À la troisième veille les quatre âmes en peine revinrent de quelque expédition. Sans voir Tam, elles s’arrêtèrent à côté de l’entrée de leur trou et se mirent à causer. La première dit : « À gauche, derrière cette pagode sont enfouies dix jarres d’argent et à droite dix jarres d’or. Et vous autres, savez-vous quelque chose de nouveau ? » La seconde dit : « Je connais quelque chose à l’aide de quoi l’on pourrait nous détruire. Les trois autres lui demandèrent : « Quelle est cette chose ? » — « C’est, répondit la seconde âme, une pierre de tortue[2]. Si quelqu’un s’en emparait, il pourrait nous faire périr. Elle est à côté de la caverne. » À ces mots Tam se précipita pour s’emparer de cette pierre. Les mauvais esprits essayèrent de se jeter sur lui pour le dévorer, mais il tenait déjà la pierre, et les fit périr. Au jour il alla remercier le gardien de la pagode. Il revint ensuite avec des ouvriers pour déterrer le trésor et se trouva riche. Quant à Tù, il avait été rencontré sur son chemin par les mauvais esprits, et ils l’avaient dévoré.
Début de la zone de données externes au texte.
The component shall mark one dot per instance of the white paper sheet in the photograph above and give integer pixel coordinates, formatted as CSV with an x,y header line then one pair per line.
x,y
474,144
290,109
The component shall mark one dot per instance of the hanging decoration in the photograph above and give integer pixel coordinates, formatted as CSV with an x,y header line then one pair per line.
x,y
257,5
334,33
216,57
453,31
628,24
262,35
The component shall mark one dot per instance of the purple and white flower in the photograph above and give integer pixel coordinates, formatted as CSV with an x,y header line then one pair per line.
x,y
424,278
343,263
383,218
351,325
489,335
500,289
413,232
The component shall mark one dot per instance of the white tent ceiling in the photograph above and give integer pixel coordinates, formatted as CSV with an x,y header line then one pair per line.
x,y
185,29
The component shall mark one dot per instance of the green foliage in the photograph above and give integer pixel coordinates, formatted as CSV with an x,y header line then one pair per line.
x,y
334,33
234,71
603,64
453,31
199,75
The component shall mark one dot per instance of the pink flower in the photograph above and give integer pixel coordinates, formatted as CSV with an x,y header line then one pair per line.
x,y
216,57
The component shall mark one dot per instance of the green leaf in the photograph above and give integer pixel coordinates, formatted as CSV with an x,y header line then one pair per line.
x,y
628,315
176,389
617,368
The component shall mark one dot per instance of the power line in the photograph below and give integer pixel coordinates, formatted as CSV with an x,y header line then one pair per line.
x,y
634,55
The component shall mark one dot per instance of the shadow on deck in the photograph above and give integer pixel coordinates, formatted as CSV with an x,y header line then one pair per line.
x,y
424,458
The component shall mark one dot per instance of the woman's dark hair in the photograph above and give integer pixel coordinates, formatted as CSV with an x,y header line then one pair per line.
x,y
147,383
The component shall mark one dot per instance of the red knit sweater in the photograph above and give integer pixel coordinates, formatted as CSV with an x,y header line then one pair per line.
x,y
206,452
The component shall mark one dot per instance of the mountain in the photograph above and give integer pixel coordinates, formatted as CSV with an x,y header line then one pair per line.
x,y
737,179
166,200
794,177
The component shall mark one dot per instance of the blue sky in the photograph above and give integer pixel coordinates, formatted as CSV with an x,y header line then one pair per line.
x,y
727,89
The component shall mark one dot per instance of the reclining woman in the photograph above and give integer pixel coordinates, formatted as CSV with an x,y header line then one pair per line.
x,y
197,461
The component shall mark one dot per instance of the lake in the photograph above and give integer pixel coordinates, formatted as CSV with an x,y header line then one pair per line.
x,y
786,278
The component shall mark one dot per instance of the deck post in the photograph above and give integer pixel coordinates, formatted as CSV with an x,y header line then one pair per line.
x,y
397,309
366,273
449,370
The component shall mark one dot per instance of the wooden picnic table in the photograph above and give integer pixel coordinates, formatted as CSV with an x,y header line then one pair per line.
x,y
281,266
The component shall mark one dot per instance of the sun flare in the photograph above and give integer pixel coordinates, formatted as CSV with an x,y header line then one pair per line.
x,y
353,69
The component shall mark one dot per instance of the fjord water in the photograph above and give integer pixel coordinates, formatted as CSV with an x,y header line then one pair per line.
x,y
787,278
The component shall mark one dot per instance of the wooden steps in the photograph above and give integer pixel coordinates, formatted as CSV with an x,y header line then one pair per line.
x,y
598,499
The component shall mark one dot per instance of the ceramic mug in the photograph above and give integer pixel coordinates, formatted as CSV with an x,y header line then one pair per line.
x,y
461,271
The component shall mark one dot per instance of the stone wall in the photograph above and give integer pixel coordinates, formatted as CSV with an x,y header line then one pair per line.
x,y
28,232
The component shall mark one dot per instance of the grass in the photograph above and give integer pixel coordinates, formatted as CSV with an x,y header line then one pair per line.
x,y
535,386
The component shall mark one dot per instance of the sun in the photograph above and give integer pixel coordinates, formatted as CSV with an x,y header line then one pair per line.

  1. Con qui quàn tài. Cette expression est imparfaitement rendue par sans sépulture. En réalité ce sont des individus qui ont été ensevelis dans un cercueil, mais qui ont été gardés dans les maisons au lieu d’être enterrés et qui sont devenus des âmes en peine.
  2. Ngoc qui. Cette pierre a la vertu de faire fuir les démons.